Bug #118059 Stop sockets_acceptors after failover check timeout even if a mysql recover occures in the mean time
Submitted: 25 Apr 10:07 Modified: 30 Jul 12:09
Reporter: Garrido Mickael Email Updates:
Status: Verified Impact on me:
None 
Category:MySQL Router Severity:S1 (Critical)
Version:8.0.37+ OS:Any
Assigned to: CPU Architecture:Any

[25 Apr 10:07] Garrido Mickael
Description:
We faced an issue when using mysqlrouter with InnoDB cluster metadata cache.

Sometimes, dns requests can fail and a MySQL instance can be switched to quarantine until next resolv success. It's what expected.
But, when we have one primary instance, a failover wait is triggered. Even if a mysql instance is recovered in the mean time, after the wait, a shut of the sockets_acceptors is done.

1. dns outage
2. resolve fail for each mysql instances FQDN.
3. MySQL instances are switched to quarantine.
4. stop sockets_acceptors
5. Failover wait for 10s
6. dns recover
7. resolve success and mysql removed from quarantine
8. start sockets_acceptors
After some time
9. timeout (10s) of failover reached
10. stop sockets_acceptors

How to repeat:
1. Create a innodb mysql cluster
2. Bootstrap mysqlrouter
3. Simulate a dns outage thanks to an iptables rule like DROP 53/udp
4. Wait until first "resolve" has this error message: Temporary failure in name resolution
5. Immediatly, recover dns by removing iptables rule.
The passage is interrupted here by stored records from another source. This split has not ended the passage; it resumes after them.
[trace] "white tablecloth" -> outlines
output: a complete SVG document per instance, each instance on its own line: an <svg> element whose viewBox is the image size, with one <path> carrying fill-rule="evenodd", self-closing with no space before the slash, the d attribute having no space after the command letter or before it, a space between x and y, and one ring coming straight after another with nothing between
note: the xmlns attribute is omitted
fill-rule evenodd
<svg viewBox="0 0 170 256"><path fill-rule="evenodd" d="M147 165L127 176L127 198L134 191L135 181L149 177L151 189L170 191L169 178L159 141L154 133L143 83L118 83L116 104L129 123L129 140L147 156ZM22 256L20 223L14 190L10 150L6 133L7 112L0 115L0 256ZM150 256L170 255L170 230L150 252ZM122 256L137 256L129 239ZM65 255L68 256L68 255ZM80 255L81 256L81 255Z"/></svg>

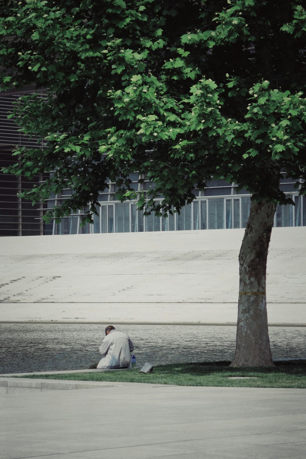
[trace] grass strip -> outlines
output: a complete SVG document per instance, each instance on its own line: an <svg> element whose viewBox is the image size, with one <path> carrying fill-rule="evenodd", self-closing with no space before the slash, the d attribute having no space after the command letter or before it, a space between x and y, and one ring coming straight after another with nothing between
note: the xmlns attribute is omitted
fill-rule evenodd
<svg viewBox="0 0 306 459"><path fill-rule="evenodd" d="M122 371L38 374L15 377L177 386L306 388L305 360L277 362L273 368L232 368L229 366L230 363L223 361L158 365L150 374L140 373L139 369L135 368Z"/></svg>

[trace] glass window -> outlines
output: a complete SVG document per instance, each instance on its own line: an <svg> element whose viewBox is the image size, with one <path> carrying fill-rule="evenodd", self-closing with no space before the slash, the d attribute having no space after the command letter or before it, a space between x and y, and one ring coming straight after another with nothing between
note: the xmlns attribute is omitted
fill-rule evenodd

Must be done before failover timeout of 10s.
6. sockets_acceptors should be unreachable

The only wait to recover it's to restart mysqlrouter.

Suggested fix:
Check if a mysql instance is healthy before stopping sockets_acceptors after failover timeout.
[7 May 13:02] Garrido Mickael
Can we have a small update about this issue please ?
Do you need more information?
[7 May 14:12] MySQL Verification Team
Hi,

Apologies for the wait, I have just verified the report.
[22 May 14:38] Paulo Machado
Hi Garrido Mickael, 

I am trying to frame a similar situation, but I am uncertain.
What other logs do you see? 
I would expect to see `Waiting for failover to happen..` - https://github.com/mysql/mysql-server/blob/6ba1fef58b043ac5e9657ded777d20619b9b2f4e/router... 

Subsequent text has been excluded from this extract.